1. A new enzyme which catalyses the reversible condensation of pyruvate and glyoxylate to form γ-hydroxy-α-ketoglutarate was purified in excess of 120-fold from rat-liver acetone powder.
2.
2. The enzyme was specific for glyoxylate and pyruvate. Condensation could not be demonstrated between other aldehydic acids and keto acids which were tested, distinguishing this enzyme from the formaldehyde and pyruvate condensing enzyme (2-oxo-4-hydroxybutyrate formaldehyde-lyase, EC 4.1.2.1) and the cleavage enzyme of γ-hydroxyglutamate (4-hydroxyglutamate glyoxylate-lyase).
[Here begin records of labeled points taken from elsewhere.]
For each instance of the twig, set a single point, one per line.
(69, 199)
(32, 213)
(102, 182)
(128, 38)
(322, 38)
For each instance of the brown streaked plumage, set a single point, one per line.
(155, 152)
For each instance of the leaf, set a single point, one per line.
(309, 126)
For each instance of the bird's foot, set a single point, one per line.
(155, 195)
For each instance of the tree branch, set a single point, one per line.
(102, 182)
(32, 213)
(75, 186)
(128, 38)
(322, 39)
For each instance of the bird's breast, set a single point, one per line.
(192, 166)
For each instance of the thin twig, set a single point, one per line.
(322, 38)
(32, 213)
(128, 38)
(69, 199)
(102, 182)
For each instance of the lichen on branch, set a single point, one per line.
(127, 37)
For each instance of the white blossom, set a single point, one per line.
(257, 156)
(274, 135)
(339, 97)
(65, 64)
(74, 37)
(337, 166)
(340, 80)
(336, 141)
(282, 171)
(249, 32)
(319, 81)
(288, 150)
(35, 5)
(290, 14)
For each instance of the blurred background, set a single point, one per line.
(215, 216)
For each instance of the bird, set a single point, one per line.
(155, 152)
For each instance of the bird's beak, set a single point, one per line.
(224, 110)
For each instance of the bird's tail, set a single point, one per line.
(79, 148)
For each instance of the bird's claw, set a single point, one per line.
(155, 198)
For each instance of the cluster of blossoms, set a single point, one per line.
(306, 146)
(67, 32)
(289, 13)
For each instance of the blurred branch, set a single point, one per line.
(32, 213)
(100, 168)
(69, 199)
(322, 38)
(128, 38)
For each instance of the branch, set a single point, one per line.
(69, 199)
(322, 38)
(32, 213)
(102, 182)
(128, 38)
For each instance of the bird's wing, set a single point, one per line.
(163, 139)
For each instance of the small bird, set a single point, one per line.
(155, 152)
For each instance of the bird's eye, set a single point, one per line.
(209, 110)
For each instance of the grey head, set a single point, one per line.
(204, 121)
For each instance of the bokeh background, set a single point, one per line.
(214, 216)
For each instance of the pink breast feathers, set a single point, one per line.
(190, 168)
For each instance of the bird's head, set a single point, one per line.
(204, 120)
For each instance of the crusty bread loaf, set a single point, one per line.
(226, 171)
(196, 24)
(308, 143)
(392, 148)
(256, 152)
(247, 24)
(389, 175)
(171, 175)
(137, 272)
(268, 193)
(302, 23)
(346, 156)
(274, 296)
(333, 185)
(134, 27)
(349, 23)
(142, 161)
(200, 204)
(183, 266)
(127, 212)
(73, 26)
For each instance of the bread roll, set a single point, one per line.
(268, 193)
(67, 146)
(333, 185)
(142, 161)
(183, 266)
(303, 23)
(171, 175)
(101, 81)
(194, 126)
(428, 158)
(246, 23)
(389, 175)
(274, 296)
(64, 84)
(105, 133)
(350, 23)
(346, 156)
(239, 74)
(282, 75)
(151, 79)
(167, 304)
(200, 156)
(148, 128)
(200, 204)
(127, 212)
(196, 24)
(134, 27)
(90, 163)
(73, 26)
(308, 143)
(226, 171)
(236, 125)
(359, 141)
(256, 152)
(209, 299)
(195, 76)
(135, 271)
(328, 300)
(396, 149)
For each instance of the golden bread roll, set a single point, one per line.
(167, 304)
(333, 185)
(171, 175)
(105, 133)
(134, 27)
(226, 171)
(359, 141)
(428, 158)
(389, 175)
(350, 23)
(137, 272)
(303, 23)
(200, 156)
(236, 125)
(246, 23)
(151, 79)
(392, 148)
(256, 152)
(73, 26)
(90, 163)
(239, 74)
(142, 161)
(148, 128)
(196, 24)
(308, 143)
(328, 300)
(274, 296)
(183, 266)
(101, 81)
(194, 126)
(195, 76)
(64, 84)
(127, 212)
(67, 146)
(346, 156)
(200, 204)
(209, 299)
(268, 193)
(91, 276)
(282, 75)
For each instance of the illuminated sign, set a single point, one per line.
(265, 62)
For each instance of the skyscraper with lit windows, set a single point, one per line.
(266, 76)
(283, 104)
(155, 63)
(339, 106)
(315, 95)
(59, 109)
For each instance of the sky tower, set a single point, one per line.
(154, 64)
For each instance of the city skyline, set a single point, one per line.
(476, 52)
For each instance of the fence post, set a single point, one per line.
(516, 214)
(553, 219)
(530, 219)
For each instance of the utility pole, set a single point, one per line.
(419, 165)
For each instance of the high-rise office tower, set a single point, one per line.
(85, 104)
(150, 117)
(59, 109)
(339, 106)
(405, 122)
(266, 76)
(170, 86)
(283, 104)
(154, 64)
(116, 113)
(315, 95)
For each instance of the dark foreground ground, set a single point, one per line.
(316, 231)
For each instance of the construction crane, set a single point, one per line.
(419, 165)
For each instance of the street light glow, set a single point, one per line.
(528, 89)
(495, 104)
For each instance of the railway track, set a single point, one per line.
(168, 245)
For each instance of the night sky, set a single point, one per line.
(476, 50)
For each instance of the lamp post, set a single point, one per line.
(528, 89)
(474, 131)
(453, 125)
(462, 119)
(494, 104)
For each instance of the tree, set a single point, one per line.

The apparent Km values (at optimal pH, 7.5) for pyruvate, glyoxylate and γ-hydroxy-α-ketoglutarate were 10 mM, 0.43 nM and 1.33 mM, respectively. The equilibrium facors the biosynthesis of γ-hydroxy-α-ketoglutarate.
3.
3. The product of the enzymic condensing reaction was isolated as the Ca salt and identified as γ-hydroxy-α-ketoglutaric acid from its chemical properties.
4.
4. On the basis of the experimental findings, the possible metabolic pathways of pyruvate, glyoxylate and γ-hydroxyglutamate (the main oxidation product of L-hydroxyproline) and the regulating role of glyoxylate for the tricarboxylic acid cycle were discussed.